My parents are both musicians, I myself was a member of the choir of St Thomas Church in Leipzig. This can well be called a musical childhood! After graduating from high school, I did a year of community service caring for the elderly and had not yet decided how to continue my studies. During this year (and in total abstinence from music) I clearly understood that music is what I want to do all my life and I enrolled at the University of Leipzig. I started with Orchestral Conducting but after two semesters I switched to Choral Conducting, mainly because I wanted to learn more about singing and vocal music.
The Josquin des Préz Chamber Choir is one of the leading choirs in the city of Leipzig and is one of the most experienced ensembles in early music. Can you tell us something about the history behind the choir and its repertoire? The choir is named after one of the most famous French-Flemish composers and singers of the Renaissance. Why was this name chosen? Does this mean that only Josquin’s music is sung or are works by other composers also part of the choir’s repertoire?
The chamber choir was founded in 1987 when some students from Leipzig got together to try to perform a mass by Josquin. Their enthusiasm for this music meant that this event did not remain a one-off project, but led to the formation of a small ensemble that was dedicated above all to the music of Josquin and his times, and was eventually named after the great Flemish composer. One of the founders still sings with us today! I took over the direction of the choir in 2002, when I was still a student. At that time I had little experience of Josquin. Little by little, I have been learning more about it, renewed the choir and enriched the repertoire by introducing numerous pieces by Josquin as well as music from other periods. From 2004 to 2017, we gave the first ever performance of his complete works in Leipzig. I would say that the size of the choir, with 16 singers, is well suited to music from 1500 to 1750, which is also what all the members like best.

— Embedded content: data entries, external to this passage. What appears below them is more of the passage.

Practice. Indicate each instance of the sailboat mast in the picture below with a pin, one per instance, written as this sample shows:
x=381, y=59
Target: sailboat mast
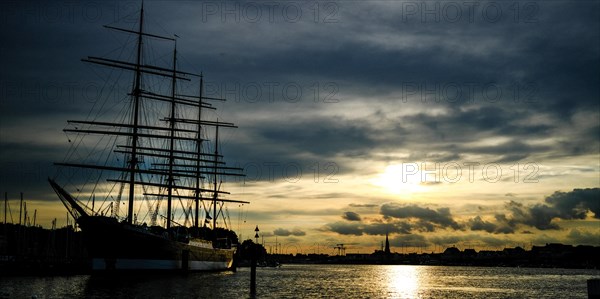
x=136, y=103
x=199, y=150
x=215, y=178
x=172, y=141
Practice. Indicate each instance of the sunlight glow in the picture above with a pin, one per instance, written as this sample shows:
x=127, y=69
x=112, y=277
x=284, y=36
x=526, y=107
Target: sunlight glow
x=400, y=179
x=403, y=281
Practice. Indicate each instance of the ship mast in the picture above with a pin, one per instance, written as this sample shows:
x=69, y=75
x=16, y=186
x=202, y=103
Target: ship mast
x=215, y=177
x=172, y=141
x=179, y=163
x=136, y=103
x=199, y=151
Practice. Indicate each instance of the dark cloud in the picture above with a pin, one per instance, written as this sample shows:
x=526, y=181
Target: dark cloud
x=345, y=228
x=356, y=205
x=411, y=240
x=576, y=204
x=561, y=205
x=285, y=232
x=441, y=216
x=477, y=223
x=577, y=236
x=373, y=228
x=351, y=216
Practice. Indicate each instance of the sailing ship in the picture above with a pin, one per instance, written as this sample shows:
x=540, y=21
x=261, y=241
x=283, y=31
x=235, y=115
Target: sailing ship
x=156, y=149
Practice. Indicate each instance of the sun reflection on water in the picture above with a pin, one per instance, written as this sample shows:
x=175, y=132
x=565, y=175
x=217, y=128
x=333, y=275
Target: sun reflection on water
x=403, y=281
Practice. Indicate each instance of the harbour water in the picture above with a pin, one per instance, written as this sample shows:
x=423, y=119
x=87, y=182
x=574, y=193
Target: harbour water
x=316, y=281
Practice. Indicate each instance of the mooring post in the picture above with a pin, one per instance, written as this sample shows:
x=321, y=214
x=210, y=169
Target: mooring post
x=594, y=288
x=253, y=258
x=253, y=273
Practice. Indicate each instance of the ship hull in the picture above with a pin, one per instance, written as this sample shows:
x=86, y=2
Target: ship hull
x=119, y=246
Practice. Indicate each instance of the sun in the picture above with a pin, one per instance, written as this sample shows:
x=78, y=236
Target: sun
x=399, y=179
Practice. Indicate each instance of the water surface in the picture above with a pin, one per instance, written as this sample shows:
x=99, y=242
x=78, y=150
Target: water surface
x=316, y=281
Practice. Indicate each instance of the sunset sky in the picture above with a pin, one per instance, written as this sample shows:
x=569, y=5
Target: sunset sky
x=475, y=124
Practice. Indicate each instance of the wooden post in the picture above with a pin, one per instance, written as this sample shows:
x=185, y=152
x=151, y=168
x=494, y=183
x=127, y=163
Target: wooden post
x=594, y=288
x=253, y=271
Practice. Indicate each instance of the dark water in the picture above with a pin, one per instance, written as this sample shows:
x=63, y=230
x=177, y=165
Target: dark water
x=316, y=281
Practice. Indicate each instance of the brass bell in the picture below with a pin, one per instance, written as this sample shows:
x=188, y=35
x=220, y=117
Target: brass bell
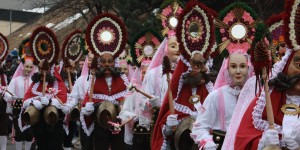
x=51, y=115
x=218, y=138
x=31, y=116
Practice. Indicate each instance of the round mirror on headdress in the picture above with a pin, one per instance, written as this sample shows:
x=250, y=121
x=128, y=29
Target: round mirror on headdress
x=291, y=23
x=277, y=45
x=169, y=14
x=44, y=45
x=106, y=33
x=24, y=50
x=72, y=46
x=195, y=31
x=145, y=45
x=235, y=27
x=3, y=47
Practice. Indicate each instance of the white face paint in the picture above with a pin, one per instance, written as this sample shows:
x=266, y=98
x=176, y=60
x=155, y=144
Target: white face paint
x=28, y=66
x=238, y=69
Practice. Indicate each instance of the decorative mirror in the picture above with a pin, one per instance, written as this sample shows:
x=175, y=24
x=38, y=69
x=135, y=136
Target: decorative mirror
x=169, y=16
x=106, y=36
x=194, y=30
x=173, y=21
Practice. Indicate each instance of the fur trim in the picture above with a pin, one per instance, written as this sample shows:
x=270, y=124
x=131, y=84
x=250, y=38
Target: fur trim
x=68, y=40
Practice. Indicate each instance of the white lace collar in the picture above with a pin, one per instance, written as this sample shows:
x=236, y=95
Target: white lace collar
x=293, y=99
x=235, y=91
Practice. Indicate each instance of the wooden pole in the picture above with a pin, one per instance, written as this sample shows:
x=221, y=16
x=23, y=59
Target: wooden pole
x=44, y=82
x=170, y=96
x=69, y=80
x=269, y=108
x=92, y=85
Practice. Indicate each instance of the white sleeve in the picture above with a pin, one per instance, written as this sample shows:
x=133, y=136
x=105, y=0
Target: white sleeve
x=75, y=93
x=149, y=82
x=206, y=119
x=128, y=108
x=71, y=102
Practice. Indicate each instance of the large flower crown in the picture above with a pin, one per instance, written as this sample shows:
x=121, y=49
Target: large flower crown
x=235, y=28
x=106, y=33
x=44, y=45
x=3, y=47
x=195, y=30
x=72, y=46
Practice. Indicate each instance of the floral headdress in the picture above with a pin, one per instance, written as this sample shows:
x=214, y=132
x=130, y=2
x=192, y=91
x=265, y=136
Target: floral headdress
x=195, y=30
x=3, y=47
x=106, y=33
x=144, y=46
x=44, y=45
x=235, y=28
x=72, y=46
x=169, y=14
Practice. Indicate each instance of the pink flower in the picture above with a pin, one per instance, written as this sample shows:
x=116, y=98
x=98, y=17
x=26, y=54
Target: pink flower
x=228, y=18
x=222, y=30
x=248, y=17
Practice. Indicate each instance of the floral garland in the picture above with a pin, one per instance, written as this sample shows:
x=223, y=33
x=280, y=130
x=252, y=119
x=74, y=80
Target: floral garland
x=204, y=41
x=41, y=37
x=116, y=27
x=3, y=47
x=236, y=13
x=71, y=46
x=291, y=25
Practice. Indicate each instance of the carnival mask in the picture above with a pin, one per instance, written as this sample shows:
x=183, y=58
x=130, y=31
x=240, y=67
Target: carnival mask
x=124, y=69
x=237, y=69
x=28, y=66
x=90, y=58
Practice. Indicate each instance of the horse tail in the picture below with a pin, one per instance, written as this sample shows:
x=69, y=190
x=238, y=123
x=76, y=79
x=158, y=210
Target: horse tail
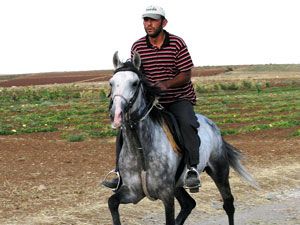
x=234, y=157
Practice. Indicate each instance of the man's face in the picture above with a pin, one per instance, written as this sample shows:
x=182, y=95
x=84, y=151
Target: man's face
x=153, y=27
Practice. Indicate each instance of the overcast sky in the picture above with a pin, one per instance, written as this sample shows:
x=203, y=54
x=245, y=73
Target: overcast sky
x=72, y=35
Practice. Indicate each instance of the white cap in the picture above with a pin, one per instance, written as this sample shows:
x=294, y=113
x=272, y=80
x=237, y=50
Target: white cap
x=154, y=12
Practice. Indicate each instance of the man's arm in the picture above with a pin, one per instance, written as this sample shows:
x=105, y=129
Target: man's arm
x=178, y=81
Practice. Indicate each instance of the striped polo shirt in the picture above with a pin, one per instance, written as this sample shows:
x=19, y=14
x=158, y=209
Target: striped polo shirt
x=166, y=63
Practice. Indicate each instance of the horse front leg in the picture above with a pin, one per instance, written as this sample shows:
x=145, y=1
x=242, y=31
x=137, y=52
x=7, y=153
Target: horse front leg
x=187, y=204
x=169, y=210
x=123, y=196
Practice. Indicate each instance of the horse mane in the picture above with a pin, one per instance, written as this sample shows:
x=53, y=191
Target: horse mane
x=151, y=92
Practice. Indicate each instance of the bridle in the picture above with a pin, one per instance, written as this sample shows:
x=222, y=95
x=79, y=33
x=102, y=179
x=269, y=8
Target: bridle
x=132, y=119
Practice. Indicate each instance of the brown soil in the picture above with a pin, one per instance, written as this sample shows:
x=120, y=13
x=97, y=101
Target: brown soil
x=47, y=180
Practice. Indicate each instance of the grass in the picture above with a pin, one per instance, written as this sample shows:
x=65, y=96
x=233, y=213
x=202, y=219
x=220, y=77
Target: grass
x=79, y=113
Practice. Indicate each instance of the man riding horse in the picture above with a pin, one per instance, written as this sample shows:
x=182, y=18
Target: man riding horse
x=167, y=64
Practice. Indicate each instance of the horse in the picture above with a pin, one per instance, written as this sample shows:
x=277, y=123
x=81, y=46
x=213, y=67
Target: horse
x=148, y=162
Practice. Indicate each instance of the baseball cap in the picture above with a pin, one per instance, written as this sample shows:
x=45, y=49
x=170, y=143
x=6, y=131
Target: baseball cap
x=154, y=12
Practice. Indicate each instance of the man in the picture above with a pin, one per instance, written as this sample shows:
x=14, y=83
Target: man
x=166, y=63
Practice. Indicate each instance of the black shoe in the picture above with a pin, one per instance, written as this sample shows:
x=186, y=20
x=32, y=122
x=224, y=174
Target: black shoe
x=114, y=183
x=192, y=180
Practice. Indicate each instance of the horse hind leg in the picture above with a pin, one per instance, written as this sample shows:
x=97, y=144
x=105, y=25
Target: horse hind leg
x=220, y=175
x=187, y=204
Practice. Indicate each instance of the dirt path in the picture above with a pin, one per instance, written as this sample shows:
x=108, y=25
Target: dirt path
x=46, y=180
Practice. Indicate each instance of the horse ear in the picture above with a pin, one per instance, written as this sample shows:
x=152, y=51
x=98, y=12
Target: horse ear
x=116, y=60
x=136, y=60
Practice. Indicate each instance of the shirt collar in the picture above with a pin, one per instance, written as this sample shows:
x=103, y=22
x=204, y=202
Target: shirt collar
x=166, y=40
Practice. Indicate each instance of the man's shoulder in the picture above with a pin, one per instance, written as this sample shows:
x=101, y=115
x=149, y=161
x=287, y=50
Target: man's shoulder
x=176, y=39
x=140, y=40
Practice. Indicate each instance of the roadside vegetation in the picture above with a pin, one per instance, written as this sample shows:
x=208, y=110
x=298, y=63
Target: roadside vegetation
x=81, y=112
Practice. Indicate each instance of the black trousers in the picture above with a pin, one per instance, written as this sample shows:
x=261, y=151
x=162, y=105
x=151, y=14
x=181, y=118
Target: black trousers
x=184, y=113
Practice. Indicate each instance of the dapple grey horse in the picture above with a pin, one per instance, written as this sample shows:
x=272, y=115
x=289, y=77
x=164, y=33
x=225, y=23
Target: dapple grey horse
x=148, y=162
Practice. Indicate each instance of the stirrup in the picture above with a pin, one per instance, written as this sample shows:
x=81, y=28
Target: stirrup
x=194, y=188
x=118, y=177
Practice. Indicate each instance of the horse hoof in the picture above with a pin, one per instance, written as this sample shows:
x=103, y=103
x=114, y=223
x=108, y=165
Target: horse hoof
x=194, y=190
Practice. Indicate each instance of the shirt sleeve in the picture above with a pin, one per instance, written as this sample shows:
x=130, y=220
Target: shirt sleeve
x=183, y=59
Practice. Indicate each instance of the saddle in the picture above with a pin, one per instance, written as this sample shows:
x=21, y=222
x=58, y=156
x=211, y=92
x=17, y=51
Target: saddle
x=171, y=128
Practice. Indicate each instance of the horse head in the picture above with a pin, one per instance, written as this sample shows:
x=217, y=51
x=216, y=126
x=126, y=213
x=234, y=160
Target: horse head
x=125, y=89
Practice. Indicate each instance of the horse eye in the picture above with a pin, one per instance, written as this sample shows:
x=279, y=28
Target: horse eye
x=135, y=83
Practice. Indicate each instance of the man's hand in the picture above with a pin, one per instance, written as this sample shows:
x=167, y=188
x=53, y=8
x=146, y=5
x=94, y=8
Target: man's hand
x=162, y=85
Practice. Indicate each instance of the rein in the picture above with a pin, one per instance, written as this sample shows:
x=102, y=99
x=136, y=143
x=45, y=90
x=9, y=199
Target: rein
x=135, y=117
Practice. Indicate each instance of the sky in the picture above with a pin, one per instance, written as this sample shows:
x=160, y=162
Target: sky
x=75, y=35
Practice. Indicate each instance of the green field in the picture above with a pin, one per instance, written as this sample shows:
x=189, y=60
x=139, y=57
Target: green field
x=81, y=112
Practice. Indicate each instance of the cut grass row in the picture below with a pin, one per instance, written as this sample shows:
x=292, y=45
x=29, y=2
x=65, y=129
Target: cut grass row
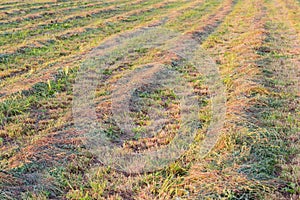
x=95, y=34
x=72, y=181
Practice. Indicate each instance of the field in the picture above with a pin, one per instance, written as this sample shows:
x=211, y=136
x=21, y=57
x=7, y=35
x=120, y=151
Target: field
x=224, y=75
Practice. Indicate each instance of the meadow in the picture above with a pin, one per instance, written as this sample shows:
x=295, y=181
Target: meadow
x=249, y=88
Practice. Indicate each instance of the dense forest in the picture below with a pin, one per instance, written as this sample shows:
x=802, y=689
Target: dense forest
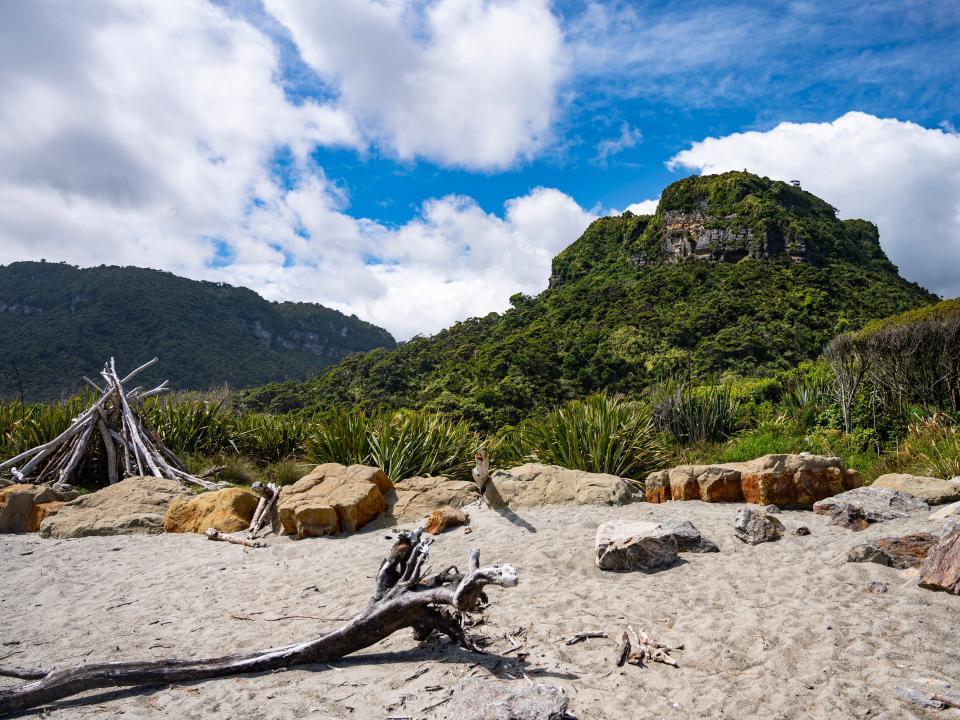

Can you tell us something about the singers? Are the choristers professionals or amateurs? How often do you rehearse and how do the rehearsals take place? Are there any special secrets to working with a chamber choir?
The Josquin des Préz Chamber Choir is a semi-professional choir. The singers are all musically and vocally trained and have a lot of choral experience, but they are not professionals in the sense of those who make their living from music. The age of the singers also varies. We have some former singers from the Leipzig St. Thomas Church Choir, students, music teachers, a linguist, an engineer and a bus driver. We rehearse once a week and give 10-15 concerts a year; this year was obviously not possible.
Due to the small number of members in a chamber choir, the rehearsal work takes place in a harmonious atmosphere and with a high artistic contribution from each individual singer: everyone has a personal responsibility because often a section may only have two or three singers. After a long day’s work, concentration and passion are required, and it is precisely this challenge that makes the choir so attractive: you don’t disappear into the anonymous crowd, everyone has creative possibilities.
Do you also conduct other choirs? What makes the Josquin des Préz Chamber Choir so special to you?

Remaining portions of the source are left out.